EDIT: Big edit after thinking about this for a while. The fundamental issue here is that the check variable gets out-of-sync with the actual checkboxes themselves - what I described above is a way to avoid this when the page is reloaded/reinitialised.
However, you will still have other issues. What happens if the user manually clicks all of the checkboxes? They will now be active, but your check variable will still be 0, and so click the "check all" button will activate them all (which will have no effect). If I clicked this button with all checkboxes checked, I would expect it to behave consistently, regardless of how those checkboxes got to that state (which should be irrelevant).
Also, what happens if some of your checkboxes are checked and some are unchecked? What is the button meant to do in that situation?
The best solution overall would probably be to remove the check variable altogether, and instead work it out on demand at thstart of every doNow call. That is, inspect the array of checkboxes, read their current values and from this derive what the checkboxes should be set to. (This might be really simply if, for example, the functionality turns out to be that every checkbox should simply be individually inverted - it depends on the actual functional requirements.)
(Also, as a coding style issue, the part of your code that says
if(check == 0)
void(el[i].checked=1)
else
void(el[i].checked=0)
can simply be replaced by
el[i].checked = (1 - check);
and asides from the fact that we're hopefully getting rid of this variable, it ought to be a boolean rather than an integer as it only has two states.)

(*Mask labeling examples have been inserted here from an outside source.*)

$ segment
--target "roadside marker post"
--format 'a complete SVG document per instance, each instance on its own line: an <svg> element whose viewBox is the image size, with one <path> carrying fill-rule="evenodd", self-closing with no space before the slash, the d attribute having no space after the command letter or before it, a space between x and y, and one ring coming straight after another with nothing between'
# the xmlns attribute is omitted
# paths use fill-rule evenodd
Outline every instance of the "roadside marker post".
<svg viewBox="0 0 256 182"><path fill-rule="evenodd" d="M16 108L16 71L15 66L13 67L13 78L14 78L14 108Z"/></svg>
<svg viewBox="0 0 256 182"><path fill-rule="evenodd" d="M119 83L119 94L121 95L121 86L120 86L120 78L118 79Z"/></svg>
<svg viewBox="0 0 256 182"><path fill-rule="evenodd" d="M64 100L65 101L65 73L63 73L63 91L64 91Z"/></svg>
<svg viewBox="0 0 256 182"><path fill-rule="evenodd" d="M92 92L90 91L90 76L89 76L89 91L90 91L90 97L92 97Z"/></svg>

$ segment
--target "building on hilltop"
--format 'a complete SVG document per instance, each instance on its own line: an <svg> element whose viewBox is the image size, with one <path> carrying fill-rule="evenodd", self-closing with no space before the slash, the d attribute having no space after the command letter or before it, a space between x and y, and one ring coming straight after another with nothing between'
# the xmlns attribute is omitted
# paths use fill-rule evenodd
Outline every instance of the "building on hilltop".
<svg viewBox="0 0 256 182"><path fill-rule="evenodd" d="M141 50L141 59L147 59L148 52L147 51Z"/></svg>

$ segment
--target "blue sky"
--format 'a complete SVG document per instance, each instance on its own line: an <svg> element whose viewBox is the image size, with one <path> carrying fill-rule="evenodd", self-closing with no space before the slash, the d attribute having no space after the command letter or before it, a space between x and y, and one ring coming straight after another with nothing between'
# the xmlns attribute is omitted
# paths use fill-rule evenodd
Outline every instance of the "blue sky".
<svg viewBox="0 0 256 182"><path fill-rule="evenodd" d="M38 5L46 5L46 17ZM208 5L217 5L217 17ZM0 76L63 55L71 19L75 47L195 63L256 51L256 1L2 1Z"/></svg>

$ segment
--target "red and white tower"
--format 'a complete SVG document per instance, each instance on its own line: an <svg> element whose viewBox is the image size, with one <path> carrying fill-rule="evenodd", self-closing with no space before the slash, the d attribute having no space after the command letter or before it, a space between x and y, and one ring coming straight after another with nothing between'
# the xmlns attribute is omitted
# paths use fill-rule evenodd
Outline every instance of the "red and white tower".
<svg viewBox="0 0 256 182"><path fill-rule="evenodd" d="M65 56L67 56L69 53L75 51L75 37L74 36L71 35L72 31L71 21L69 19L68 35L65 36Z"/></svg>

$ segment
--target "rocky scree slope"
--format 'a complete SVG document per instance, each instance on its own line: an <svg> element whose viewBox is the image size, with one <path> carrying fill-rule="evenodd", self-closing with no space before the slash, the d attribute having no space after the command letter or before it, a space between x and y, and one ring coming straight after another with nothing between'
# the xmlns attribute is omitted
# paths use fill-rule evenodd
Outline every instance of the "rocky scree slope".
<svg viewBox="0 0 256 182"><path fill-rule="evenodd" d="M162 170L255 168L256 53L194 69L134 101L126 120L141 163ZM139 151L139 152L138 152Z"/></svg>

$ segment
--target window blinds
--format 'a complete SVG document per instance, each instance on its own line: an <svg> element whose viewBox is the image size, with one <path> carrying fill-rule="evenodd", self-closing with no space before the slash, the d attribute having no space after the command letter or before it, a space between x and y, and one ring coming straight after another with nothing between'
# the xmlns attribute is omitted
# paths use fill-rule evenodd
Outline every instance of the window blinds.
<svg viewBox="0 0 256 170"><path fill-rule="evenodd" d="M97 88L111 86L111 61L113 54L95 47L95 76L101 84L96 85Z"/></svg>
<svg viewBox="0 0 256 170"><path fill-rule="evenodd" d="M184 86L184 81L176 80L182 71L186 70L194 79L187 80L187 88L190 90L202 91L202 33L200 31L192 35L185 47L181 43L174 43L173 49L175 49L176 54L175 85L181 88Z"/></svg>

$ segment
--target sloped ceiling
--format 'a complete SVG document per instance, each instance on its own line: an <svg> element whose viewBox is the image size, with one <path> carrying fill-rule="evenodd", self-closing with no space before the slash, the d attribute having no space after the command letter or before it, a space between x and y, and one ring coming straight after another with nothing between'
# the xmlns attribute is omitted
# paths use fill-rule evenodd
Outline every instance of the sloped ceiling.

My suggestion is to use a checkbox instead of a button. When someone clicks on the checkbox, all other checkboxes will be set to however that checkbox is set.
So, if the "Check all" checkbox is checked, and you click it. all other checkboxes will be cleared.
Should work a bit better in the scenario you describe.
dtsazza is right - when the page is refreshed you start from scratch.
I note that the 'Check All Now' button actually toggles the checked status. How about 2 buttons (links might be better); one to check all and one to uncheck all?
You could store the checked variable in a hidden field. That way it would persist with the same longevity as the checkboxes.